La Municipalité avait réuni samedi dernier une vingtaine de personnes appelées à participer à l’élaboration du nouveau plan d’urgence municipal.

 Nous partions déjà avec une base, étant donné que le plan d’urgence avait été élaboré en 2016, avec la participation de Sébastien Babin, membre du Service incendie et détenteur d’une certification ONU (officier non urbain) . Toutefois, pour toutes sortes de raisons, le plan n’avait jamais été adopté par le Conseil municipal.

Comme toutes les municipalités du Québec ont jusqu’au 9 novembre prochain pour adopter un plan d’urgence révisé, les travaux à réaliser pour mettre le plan à jour ont débuté il y a quelques mois déjà. La Municipalité avait planifié une rencontre en avril avec les membres de son Service incendie et en était à recruter des bénévoles et des chefs de mission pour mettre son plan sur pied.

On ne doute pas que toute la population serait prête à mettre la main à la pâte s’il advenait un sinistre sur le territoire, mais encore faut-il que chacun y trouve sa place et sache à l’avance les actions qu’il aura à poser et les domaines où ses services seront requis. C’est le but de l’établissement du plan d’urgence : non seulement trouver des bénévoles mais organiser les démarches à réaliser, s’il advenait un sinistre, pour éviter la confusion et la panique qui s’installent facilement en de pareilles circonstances.

Les personnes présentes ont participé activement à déterminer les désastres susceptibles de survenir sur le territoire. Quant à l’organigramme du plan, le « qui fait quoi », la Municipalité en est ressortie avec une liste de bénévoles motivés et prêts à s’impliquer à fond dans la suite des événements.

La prochaine étape consistera à réunir les employés de la Municipalité, pour déterminer le rôle que chacun aura à jouer advenant un désastre, et le couronnement se fera en réunissant tout ce beau monde, pour faire ce que la Sécurité publique appelle « un exercice de table », où tous les participants sont appelés à simuler les actions à prendre dans le cas d’un sinistre déterminé à l’avance, alors que tout au long de l’exercice, différents aléas viennent compliquer l’atteinte du but ultime : le retour à la normale après un désastre touchant une bonne partie de la population, avec des pertes les plus minimes possible.

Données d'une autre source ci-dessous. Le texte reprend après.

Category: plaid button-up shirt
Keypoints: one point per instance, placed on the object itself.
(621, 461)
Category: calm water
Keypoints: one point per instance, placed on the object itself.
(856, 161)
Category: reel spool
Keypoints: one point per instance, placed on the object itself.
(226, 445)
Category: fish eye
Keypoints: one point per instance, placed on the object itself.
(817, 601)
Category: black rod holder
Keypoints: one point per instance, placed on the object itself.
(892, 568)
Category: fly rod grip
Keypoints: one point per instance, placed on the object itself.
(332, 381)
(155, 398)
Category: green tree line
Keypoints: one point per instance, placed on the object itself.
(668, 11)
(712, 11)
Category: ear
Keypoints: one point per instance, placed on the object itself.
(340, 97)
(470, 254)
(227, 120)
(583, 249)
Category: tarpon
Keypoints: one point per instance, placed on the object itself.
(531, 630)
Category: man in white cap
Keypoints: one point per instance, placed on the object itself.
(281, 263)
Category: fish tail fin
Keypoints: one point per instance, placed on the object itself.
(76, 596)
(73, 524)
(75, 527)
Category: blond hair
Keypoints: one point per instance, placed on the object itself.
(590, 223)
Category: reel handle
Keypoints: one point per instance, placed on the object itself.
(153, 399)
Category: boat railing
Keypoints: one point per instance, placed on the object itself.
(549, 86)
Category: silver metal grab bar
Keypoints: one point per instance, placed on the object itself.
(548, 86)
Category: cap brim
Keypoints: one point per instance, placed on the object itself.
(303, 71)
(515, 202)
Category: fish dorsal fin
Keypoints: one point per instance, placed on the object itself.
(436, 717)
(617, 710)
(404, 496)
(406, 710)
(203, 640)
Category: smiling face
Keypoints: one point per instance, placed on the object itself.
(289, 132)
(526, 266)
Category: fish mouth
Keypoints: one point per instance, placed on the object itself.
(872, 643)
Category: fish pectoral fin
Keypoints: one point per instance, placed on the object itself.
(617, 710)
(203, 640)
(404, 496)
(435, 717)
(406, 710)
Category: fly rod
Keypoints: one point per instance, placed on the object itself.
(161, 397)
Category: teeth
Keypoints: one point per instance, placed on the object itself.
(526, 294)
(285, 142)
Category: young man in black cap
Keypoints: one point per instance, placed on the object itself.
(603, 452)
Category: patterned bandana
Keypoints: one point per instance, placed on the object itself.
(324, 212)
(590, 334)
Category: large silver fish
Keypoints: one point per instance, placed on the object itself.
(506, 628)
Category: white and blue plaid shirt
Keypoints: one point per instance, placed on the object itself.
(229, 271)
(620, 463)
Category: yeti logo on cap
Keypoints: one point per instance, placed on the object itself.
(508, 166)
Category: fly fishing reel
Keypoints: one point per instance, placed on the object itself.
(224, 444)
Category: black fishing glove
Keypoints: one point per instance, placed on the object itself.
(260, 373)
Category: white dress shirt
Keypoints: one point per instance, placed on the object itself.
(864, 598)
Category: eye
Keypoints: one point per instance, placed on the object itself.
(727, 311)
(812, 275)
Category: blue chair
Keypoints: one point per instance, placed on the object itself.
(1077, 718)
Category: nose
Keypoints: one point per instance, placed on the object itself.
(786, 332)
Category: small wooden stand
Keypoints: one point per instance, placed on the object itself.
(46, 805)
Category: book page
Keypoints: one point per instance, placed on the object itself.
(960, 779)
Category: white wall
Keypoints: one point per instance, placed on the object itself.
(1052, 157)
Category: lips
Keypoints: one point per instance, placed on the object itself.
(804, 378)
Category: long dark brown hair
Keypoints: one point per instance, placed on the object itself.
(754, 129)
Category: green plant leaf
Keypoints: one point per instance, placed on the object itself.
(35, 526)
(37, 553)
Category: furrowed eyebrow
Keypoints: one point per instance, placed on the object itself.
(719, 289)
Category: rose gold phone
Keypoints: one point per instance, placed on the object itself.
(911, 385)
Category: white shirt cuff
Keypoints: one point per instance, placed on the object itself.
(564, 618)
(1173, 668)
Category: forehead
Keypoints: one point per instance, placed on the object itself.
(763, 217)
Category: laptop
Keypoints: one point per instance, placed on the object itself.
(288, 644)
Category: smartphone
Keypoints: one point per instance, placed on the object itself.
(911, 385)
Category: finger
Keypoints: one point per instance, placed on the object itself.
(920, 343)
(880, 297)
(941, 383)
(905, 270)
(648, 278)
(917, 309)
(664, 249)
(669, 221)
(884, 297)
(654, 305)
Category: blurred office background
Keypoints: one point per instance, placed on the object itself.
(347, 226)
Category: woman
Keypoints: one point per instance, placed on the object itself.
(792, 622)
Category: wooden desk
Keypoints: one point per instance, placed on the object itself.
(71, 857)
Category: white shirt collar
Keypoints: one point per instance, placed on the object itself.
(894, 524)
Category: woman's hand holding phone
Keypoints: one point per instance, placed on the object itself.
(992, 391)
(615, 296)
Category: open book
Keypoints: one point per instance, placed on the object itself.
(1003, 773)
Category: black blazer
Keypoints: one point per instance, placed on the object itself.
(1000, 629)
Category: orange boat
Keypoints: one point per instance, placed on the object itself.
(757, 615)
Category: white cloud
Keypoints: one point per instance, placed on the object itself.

Vous vous en doutez, vous n’avez pas fini d’en entendre parler. Nous vous tiendrons au courant à chacune des étapes et toute la population pourra consulter le document une fois qu’il sera terminé. En fait, non seulement elle « pourra » mais nous avons déjà une idée de la façon dont nous vous inciterons à le faire, une idée qui devrait vous plaire.

En terminant, MERCI à tous les participants de la rencontre de samedi dernier. Il fallait y être pour voir à quel point les gens présents se sont impliqués et ont prouvé qu’ils avaient à cœur le bien-être de chacun d’entre vous.